In a previous study, the same group of researchers found that the N protein was critical to the virus replication of the Alpha variant. They found that the four mutations in most natural variants increase mRNA delivery and expression by about 10-fold, whereas other mutations such as R203M increase virus production between 50 to 150-fold, displaying the significant role the structural proteins can play in transmission pathogenesis.
In their recent study, they expand to analyze more recent variants and look at the effects of other proteins on replication outcomes, specifically, the structural proteins E, M, N, and S.
Using virus-like particles, they could individually examine the impact of mutations in each structural protein. First investigating the S protein, they found that the infectivity of the Delta Spike drops significantly compared to the ancestral B.1, whereas the Omicron Spike is roughly equivalent.
Next, they examined the N protein of the three viruses and B.1.1, which includes mutations R203K and G204R. The B.1.1 N is roughly six-fold more infectious than B.1, Delta N is 23.5-fold more infectious, and Omicron N is 26-fold more infectious, indicating the heavily mutated Delta and Omicron N proteins contribute significantly to virus infectivity.
Syed et al. then tested the M and E proteins, which is conjunction drop infectivity of both Delta and Omicron four-fold as compared to B.1. However, the Omicron M protein on its own remained as infectious as the B.1 isolate, indicating that the Omicron E protein contributes dropping infectivity.
Finally, they analyzed the different viruses with a complete set of S, N, E, and M proteins. B.1.1 was 5.3-fold more infectious than the ancestral B.1 strain, whereas Delta was only 3.7-fold more infectious, and Omicron was 4.6-fold more infectious (Figure 2).
They also found that the cleavage and processing of Spike varied both between different S variants and when coexpressed with differing M and N variants. For example, Spike was less efficiently cleaved when all S, N, M, and E, were Omicron variants rather than an isolated Omicron Spike (Figure 3).

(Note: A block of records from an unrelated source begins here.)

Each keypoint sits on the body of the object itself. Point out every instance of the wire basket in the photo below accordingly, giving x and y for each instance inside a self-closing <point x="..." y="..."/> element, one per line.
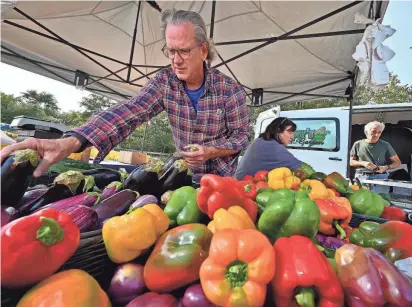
<point x="90" y="256"/>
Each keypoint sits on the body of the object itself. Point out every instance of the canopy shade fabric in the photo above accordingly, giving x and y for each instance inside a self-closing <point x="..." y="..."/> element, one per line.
<point x="301" y="47"/>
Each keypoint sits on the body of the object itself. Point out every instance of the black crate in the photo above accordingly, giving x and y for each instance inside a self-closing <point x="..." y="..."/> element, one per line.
<point x="357" y="219"/>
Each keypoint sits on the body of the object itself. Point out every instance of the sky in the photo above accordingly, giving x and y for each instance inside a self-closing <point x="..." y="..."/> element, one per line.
<point x="14" y="80"/>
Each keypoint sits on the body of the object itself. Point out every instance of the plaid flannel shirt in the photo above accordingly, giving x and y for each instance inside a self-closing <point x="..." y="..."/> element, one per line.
<point x="221" y="120"/>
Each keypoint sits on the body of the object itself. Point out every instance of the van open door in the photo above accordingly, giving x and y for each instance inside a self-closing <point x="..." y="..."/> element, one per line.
<point x="321" y="137"/>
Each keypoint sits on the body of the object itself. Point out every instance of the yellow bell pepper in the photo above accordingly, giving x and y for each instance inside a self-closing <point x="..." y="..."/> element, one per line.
<point x="282" y="177"/>
<point x="331" y="194"/>
<point x="126" y="236"/>
<point x="315" y="188"/>
<point x="233" y="218"/>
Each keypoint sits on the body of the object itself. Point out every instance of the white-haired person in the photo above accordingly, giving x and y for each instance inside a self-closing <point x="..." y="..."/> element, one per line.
<point x="374" y="157"/>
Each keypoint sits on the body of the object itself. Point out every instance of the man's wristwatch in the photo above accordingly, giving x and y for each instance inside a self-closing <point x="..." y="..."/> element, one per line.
<point x="83" y="141"/>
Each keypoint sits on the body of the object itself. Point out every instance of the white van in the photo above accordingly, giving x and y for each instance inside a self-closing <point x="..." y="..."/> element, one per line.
<point x="322" y="135"/>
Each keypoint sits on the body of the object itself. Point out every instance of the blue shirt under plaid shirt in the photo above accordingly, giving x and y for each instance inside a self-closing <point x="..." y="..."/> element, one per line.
<point x="221" y="120"/>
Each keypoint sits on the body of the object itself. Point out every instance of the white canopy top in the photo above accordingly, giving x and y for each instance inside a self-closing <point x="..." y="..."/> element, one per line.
<point x="56" y="38"/>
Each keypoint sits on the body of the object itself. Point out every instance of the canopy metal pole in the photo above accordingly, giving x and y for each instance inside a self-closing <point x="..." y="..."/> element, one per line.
<point x="350" y="99"/>
<point x="306" y="25"/>
<point x="292" y="37"/>
<point x="133" y="43"/>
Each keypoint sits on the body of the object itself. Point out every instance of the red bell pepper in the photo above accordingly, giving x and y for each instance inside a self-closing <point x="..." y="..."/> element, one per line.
<point x="335" y="214"/>
<point x="34" y="247"/>
<point x="248" y="178"/>
<point x="393" y="213"/>
<point x="370" y="280"/>
<point x="223" y="192"/>
<point x="261" y="176"/>
<point x="301" y="269"/>
<point x="176" y="259"/>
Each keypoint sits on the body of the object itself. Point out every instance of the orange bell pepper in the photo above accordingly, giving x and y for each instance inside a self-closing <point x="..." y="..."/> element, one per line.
<point x="66" y="289"/>
<point x="233" y="218"/>
<point x="315" y="188"/>
<point x="282" y="177"/>
<point x="335" y="214"/>
<point x="240" y="265"/>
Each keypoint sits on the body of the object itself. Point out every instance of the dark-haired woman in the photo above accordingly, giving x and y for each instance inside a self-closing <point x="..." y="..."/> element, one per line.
<point x="269" y="151"/>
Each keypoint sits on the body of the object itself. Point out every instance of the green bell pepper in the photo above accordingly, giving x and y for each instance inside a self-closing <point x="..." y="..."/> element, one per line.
<point x="287" y="213"/>
<point x="304" y="171"/>
<point x="182" y="207"/>
<point x="367" y="202"/>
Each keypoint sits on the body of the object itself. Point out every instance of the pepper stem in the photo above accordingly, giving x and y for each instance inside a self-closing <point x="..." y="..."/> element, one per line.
<point x="236" y="273"/>
<point x="50" y="232"/>
<point x="306" y="297"/>
<point x="340" y="229"/>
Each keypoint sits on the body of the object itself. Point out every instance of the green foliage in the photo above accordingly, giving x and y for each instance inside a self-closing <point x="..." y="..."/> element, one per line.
<point x="158" y="136"/>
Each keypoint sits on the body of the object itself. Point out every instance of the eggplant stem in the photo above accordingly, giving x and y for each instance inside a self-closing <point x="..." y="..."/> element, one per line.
<point x="340" y="229"/>
<point x="306" y="297"/>
<point x="50" y="232"/>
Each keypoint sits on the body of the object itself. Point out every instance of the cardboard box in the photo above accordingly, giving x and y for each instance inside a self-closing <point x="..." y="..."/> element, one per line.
<point x="132" y="157"/>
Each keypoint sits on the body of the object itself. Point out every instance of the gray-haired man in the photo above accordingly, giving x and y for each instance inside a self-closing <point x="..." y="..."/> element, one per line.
<point x="204" y="107"/>
<point x="373" y="155"/>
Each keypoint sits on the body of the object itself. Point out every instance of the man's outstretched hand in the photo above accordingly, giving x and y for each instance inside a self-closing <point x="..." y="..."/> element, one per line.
<point x="51" y="151"/>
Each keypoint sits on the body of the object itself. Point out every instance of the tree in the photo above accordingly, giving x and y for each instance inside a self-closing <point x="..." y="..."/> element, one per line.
<point x="95" y="103"/>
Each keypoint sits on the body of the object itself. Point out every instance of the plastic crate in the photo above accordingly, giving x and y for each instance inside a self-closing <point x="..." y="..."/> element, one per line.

These results amplify the notion that N protein mutations play an essential role in the increased fitness of the virus. They also reveal complex interactions between the structural proteins, suggesting epistatic effects of mutated viral proteins working together to create a more infectious virus. For instance, introducing E, M, and N to an S protein may increase overall viral expression, or in some cases, it may even reduce the replication level.
These experiments add substantially to our understanding of the fitness of variants and how one virus can displace another. It involves not only immune evasion but also the ability of the virus to replicate and compensatory mutations throughout the genome that contribute to the virus’s ability to spread throughout a population.
To solve a Rubik’s Cube, you must have the nine pieces of each of the six sides correctly aligned. This is a good analogy for viral fitness. In addition to having optimal mutations in the Spike protein, there must also be optimal mutations in the E, M, and N proteins as well. In addition, there are many more dimensions to consider, as SARS-CoV-2 has roughly 30 proteins throughout the genome, akin to an immensely complicated 30-sided Rubik’s Cube.
We await further studies that include the effects of accessory genes that are well known to play a role in the ability of the virus to counteract the immune system and possibly increase the rate of virus spread. This information would be critical to understanding current variants and what to expect from future iterations that may be more fit and possibly more dangerous or virulent.